As plaintiffs have failed to meet their burden of demonstrating a safer, feasible alternative design, defendants' motion for summary judgment is granted as to plaintiffs' claim for a design defect.

2. Manufacturing Defect[8]

A manufacturing defect is "one which results from mistake or error made during the manufacturing process." Hare v. Hoveround Corp., No. 06-CV-1081 (NAM/GHL), 2009 WL 3086404, at *4 (N.D.N.Y. Sept. 23, 2009). Under New York law, "a plaintiff must establish that the product was not built to specification or that it did not conform to the manufacturer's intended design" (Minda v. Biomet, Inc., 182 F.3d 900, 900 (2d Cir. 1999) (citation omitted)) and that this defect was the cause of the plaintiff's injury. Colon ex rel. Molina, 199 F.Supp.2d at 85. In the absence of an identifiable flaw or defect, a "plaintiff initially may rely upon the circumstances of the accident and proof that the product did not perform as intended." Id .; Hare, 2009 WL 3086404, at *4 (citing Brown v. Borruso, 238 A.D.2d 884, 885 (4th Dep't 1997)). However, a jury may only make an inference that the product was defective when it left the manufacturer's control if the plaintiff excludes all other causes of the accident not attributable to the defendant's conduct. Selective Way Ins. Co. v. Nutone, Inc., 07-CV-457 (GLS/RFT), 2010 WL 3360127, at *5 (N.D.N.Y. Aug. 25, 2010) (citation omitted); see also Riegel v. Medtronic, Inc., 451 F.3d 104, 125 (2d Cir. 2006) ("[I]n the absence of evidence identifying a specific flaw, a plaintiff must provide that the product did not perform as intended and exclude all other causes for the product's failure that are not attributable to defendants.").
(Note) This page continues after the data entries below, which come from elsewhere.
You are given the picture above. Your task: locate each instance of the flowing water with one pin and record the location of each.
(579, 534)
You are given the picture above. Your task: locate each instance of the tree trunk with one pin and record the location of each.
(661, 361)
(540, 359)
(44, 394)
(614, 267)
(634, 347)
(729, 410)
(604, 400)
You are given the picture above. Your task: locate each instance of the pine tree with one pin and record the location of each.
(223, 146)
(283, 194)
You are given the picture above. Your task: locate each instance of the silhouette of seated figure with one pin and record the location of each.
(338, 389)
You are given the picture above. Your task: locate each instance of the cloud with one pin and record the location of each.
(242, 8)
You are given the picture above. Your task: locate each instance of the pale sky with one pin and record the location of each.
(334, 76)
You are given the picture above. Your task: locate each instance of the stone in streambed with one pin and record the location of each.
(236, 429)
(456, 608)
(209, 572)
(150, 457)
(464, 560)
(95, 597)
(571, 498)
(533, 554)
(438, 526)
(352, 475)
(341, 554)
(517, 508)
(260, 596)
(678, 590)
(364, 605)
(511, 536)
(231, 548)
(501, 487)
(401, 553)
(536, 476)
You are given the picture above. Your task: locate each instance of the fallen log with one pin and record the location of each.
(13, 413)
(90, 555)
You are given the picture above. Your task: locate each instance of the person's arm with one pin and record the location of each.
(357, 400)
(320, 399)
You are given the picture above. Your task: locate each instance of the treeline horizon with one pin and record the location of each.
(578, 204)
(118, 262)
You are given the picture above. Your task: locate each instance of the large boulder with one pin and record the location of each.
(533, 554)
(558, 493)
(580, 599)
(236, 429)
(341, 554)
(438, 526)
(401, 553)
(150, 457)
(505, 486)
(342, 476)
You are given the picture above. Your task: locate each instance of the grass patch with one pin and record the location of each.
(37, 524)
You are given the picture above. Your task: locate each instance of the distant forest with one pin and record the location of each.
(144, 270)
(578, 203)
If the plaintiff makes this initial showing, the defendant, in moving for summary judgment,

must submit proof in admissible form establishing that plaintiff's injuries were not caused by a manufacturing defect in the product. The burden then shifts to the plaintiff to demonstrate the existence of a triable issue as to whether in fact there was a defect. To meet that burden, a plaintiff cannot rely solely upon the occurrence of the accident, but must submit some direct evidence that a defect existed.

Minda, 182 F.3d at 900 (internal citations and quotation marks omitted).

Here, plaintiffs initially presented evidence of a manufacturing defect by "relying on the circumstances of the accident and proof that the product did not perform as intended." Hare, 2009 WL 3086404, at *4. Plaintiffs claimed that, while using the mower as it was intended, Engler was unable to engage the brake; and that the brake pads were worn and falling apart, showing the equivalent of over 300 hours of wear, despite the subject mower having only approximately twenty-five hours of use. Dkt. No. 30-1, at 7-8. In an attempt to exclude other possible causes of the accident, plaintiffs proffered, through Gailor's testimony, that operator misuse could not be the cause of the accident because plaintiff testified that he has never "freewheel[ed], " or drove down a slope in neutral, while using the tractor and made no modifications to the mower. Dkt. No. 30-2, at 27, 29; Dkt. No. 41, at 11-12.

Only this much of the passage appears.